Scientific hiring

How hiring managers review portfolios, resumes, and choose whom to invite for a job interview. Research results.

As a former design manager who managed a team of 35+ product designers and hired them personally, I was looking for a quantifiable and scientific way of determining what makes a good application. Also, over the years, I helped several companies with their hiring efforts. I've heard all kinds of opinions and discussions on the matter, but there was never any data to back up the claims people made. I decided to do some research and designed an experiment so that there would be a quantifiable result. At the end I've trained a simple ML model that predicted if an application was in line with “good application” or not (with 75% accuracy).

Abstract

I gathered the applications of 243 real designers actively looking for a job and enlisted the help of 16 hiring managers who agreed to rate the applications as suitable for an interview. At least seven hiring managers evaluated each application.

I timed the evaluation of 1,700 reviews and found that it takes less than one minute for a hiring manager to make a decision about an application and portfolio. This shows how important it is to make a strong first impression and effectively communicate your skills and experience quickly.

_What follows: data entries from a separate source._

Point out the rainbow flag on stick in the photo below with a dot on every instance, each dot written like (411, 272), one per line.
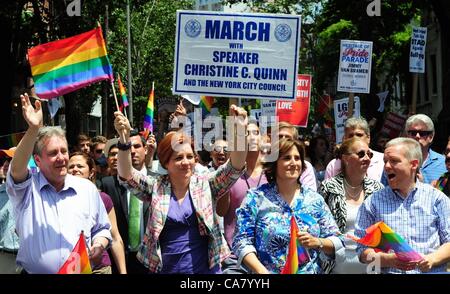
(148, 118)
(78, 261)
(381, 237)
(206, 103)
(297, 255)
(63, 66)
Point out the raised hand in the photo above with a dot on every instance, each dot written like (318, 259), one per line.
(151, 144)
(33, 115)
(122, 126)
(240, 114)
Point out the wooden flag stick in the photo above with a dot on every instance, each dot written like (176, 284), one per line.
(351, 98)
(414, 93)
(115, 99)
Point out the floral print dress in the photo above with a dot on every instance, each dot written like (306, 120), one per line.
(263, 227)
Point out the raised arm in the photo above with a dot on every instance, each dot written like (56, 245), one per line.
(123, 128)
(151, 148)
(239, 154)
(34, 118)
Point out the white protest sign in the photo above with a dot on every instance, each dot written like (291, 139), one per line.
(236, 55)
(340, 115)
(417, 50)
(256, 113)
(355, 64)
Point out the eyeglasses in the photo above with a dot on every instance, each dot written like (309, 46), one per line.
(221, 148)
(363, 153)
(413, 133)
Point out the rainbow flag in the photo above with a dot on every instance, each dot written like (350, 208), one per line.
(206, 103)
(148, 118)
(381, 237)
(297, 255)
(122, 92)
(63, 66)
(78, 261)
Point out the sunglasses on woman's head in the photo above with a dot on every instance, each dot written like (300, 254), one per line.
(413, 133)
(221, 148)
(363, 153)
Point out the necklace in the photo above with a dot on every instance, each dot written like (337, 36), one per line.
(350, 186)
(247, 177)
(355, 196)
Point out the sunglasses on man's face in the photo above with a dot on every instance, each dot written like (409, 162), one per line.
(363, 153)
(413, 133)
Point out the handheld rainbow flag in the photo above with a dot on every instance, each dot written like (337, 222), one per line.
(206, 103)
(148, 118)
(297, 255)
(442, 181)
(122, 92)
(381, 237)
(63, 66)
(78, 261)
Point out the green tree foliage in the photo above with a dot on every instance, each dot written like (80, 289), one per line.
(153, 27)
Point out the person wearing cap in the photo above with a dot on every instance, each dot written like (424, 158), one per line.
(9, 241)
(52, 208)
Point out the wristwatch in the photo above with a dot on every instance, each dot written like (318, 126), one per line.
(321, 244)
(123, 146)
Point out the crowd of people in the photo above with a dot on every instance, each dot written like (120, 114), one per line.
(160, 207)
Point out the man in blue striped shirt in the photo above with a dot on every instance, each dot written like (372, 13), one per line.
(416, 211)
(421, 128)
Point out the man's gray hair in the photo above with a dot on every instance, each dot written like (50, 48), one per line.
(413, 150)
(420, 118)
(357, 123)
(47, 132)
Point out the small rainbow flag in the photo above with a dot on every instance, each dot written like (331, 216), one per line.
(122, 92)
(78, 261)
(63, 66)
(11, 140)
(297, 255)
(206, 103)
(442, 181)
(148, 118)
(381, 237)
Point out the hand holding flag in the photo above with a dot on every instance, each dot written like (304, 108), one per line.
(78, 261)
(297, 255)
(381, 237)
(148, 118)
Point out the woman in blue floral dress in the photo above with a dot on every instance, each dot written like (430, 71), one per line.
(263, 221)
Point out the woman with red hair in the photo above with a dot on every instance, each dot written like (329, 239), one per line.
(182, 234)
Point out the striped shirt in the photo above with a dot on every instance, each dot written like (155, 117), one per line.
(422, 219)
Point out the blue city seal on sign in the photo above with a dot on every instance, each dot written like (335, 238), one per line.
(283, 32)
(193, 28)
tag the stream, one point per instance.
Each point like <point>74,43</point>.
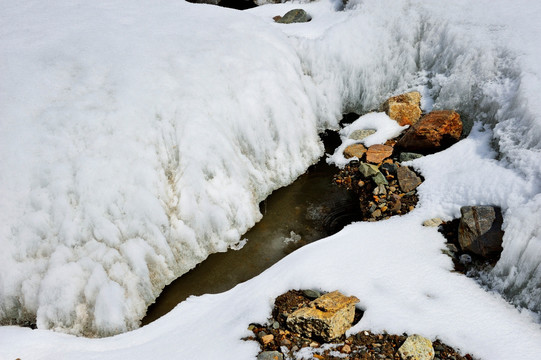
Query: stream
<point>309,209</point>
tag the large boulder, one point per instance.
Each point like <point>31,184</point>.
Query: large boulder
<point>327,317</point>
<point>293,16</point>
<point>416,347</point>
<point>480,230</point>
<point>433,132</point>
<point>404,109</point>
<point>377,153</point>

I also looked at the accuracy of the hiring managers themselves. The most accurate manager had an accuracy rate of 84%, while the least accurate had a rate of 62%. On average, the hiring managers had an accuracy rate of 75%, which leaves room for mistakes. By using a standardized evaluation process and involving multiple hiring managers (or a team), companies can make more informed decisions, identify the fittest candidates for the job, and reduce the number of possible mistakes.

I talked to hundreds of candidates, and now and then, they wonder why wouldn't a hiring manager or recruiter reach out to them and spend more time on a candidate. Some candidates think that a hiring party should spend more time exploring the candidate's background. However, when candidates tried filtering through piles of applications, they learned that it actually makes sense and understand better how to apply (empathy).

Overall, the research provided valuable insights into what makes a successful job application and the potential of using data-driven methods to improve the hiring process.

Experiment design

The study engaged 16 hiring managers from product companies like Intercom, Arrival, Revolut, Arconis and Miro. All of them were actively hiring.
There were 243 applications in the study. A cover letter was mandatory, a link to a portfolio was optional.
At least seven managers rated each application.

Rating applications

Hiring managers could see five applications at a given moment. After rating a batch of five applications, they could proceed to the following five. It was a deliberate design choice to make sure we have all applications rated. In the real life, managers might have looked at a wall of applications and filtered through them (e.g., only those with portfolios and so on.) My goal was to learn what makes a good application, so the UI was a limiting factor.

Inbox emulator
Hiring managers saw a feed with applications. They could tap on the portfolio link (if it was available), see the preview of an application, and vote. The managers were assigned to applications randomly, and their evaluations came in one of three forms: YES, NO, or SPAM. A YES meant the designer was selected for an interview, while a NO meant they were not.

Measuring application success

We scored each YES as a +1 and each NO as a -1, and the resulting score indicated the strength of the decision.

Counting the weight of an application
Having multiple ratings for each application helped smooth out any misplaced decisions and allowed us to evaluate both applications and the accuracy of the hiring managers. We scored the managers based on how aligned their votes were with the majority, and if their rating was in line with the consensus, we considered it to be accurate.

Applications distribution and results

Here is how 243 applications (100%) landed into six groups after I processed all the votes:

Common features of successful applications

I measured the average length of an application and how long it took to rate an application within a group. There was no significant correlation between the length of an application and the median time between groups. E.g., one application from the “Unanimous yes” group was 538 words long (compared to the 276 average).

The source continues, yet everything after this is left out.